Here, we look at the asset’s valuation relative to its peers using classic multiples such as P/E, PEG, P/B, P/S, P/FCF and EV/EBITDA for corporates. These multiples are well-known and widely used thanks to their excellent predictive power. For the banks, we use a different set of metrics: classic P/E, PEG, and P/B multiples, as well as our know-how metrics, such as P/CR, P/RIBPT, and P/IBPT. P/CR is Price to Core Revenue (CR), similar to P/S for corporates. CR is calculated as Net interest income plus Net fee & commission income. P/IBPT is Price to Income Before Provisioning and Taxes (IBPT), similar to EV/EBITDA for corporates. IBPT is calculated as Core revenue minus Operating expenses plus Non-recurring income. IBPT measures operating profit but includes non-recurring items such as, for example, trading income, which may be heavily volatile. P/RIBPT is Price to Recurring Income Before Provisioning and Taxes (RIBPT), similar to P/FCF for corporates. RIBPT equals Core revenue minus Operating expenses. RIBPT measures the recurring operating profit of a bank, i.e. excluding inherently volatile sources of income.

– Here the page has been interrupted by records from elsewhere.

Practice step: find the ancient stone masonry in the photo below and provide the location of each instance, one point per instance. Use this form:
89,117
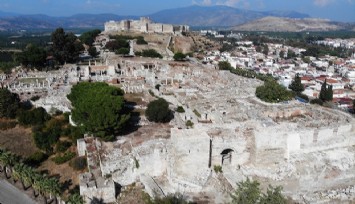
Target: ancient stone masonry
304,148
93,184
144,25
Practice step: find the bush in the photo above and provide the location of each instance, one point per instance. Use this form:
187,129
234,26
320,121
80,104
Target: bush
37,116
317,101
150,53
303,96
35,98
224,65
122,51
141,41
189,123
179,56
79,163
5,125
63,158
217,168
180,109
158,111
197,113
273,92
62,146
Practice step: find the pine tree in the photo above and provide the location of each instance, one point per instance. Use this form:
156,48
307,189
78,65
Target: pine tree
296,85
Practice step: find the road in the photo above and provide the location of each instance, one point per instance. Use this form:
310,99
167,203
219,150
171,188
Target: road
11,195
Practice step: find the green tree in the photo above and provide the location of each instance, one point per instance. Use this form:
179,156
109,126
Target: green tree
326,92
66,46
158,111
9,103
272,92
296,85
141,41
265,49
273,196
93,52
122,51
179,56
98,108
32,56
330,93
248,192
88,37
37,116
150,53
224,65
282,54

Also, both IBPT and RIBPT exclude provisioning, which is usually highly influenced by management decisions and rarely reflects the actual dynamics of the problem assets. We have been using these metrics for over a decade, and they have proven to have high predictive power for banks from both emerging and developed markets.

The valuation score reflects how much this asset is under- or overvalued on the applicable multiples relative to its peers, including global, regional, country, sector, industry, and size peers. The lowest score (1 out of 7) means the asset’s multiples are significantly higher than various peers (‘greatly overvalued’). The highest score (7 of 7) implies that the asset’s multiples are markedly lower than peers (‘greatly undervalued’).

For bonds, this section benchmarks the bond’s yield-to-next (YtN, combining yield-to-maturity, yield-to-call, and yield-to-put) against the YtNs of the bonds with similar overall risk profiles and denominated in the same currency. The bond with YtN materially above that of the relevant peers will receive the highest score (7 of 7) and be labelled as distinctly ‘cheap’. On the other hand, the bonds with the lowest YtN among the relevant peers will receive the lowest score (1 of 7) and be labelled as very ‘expensive’.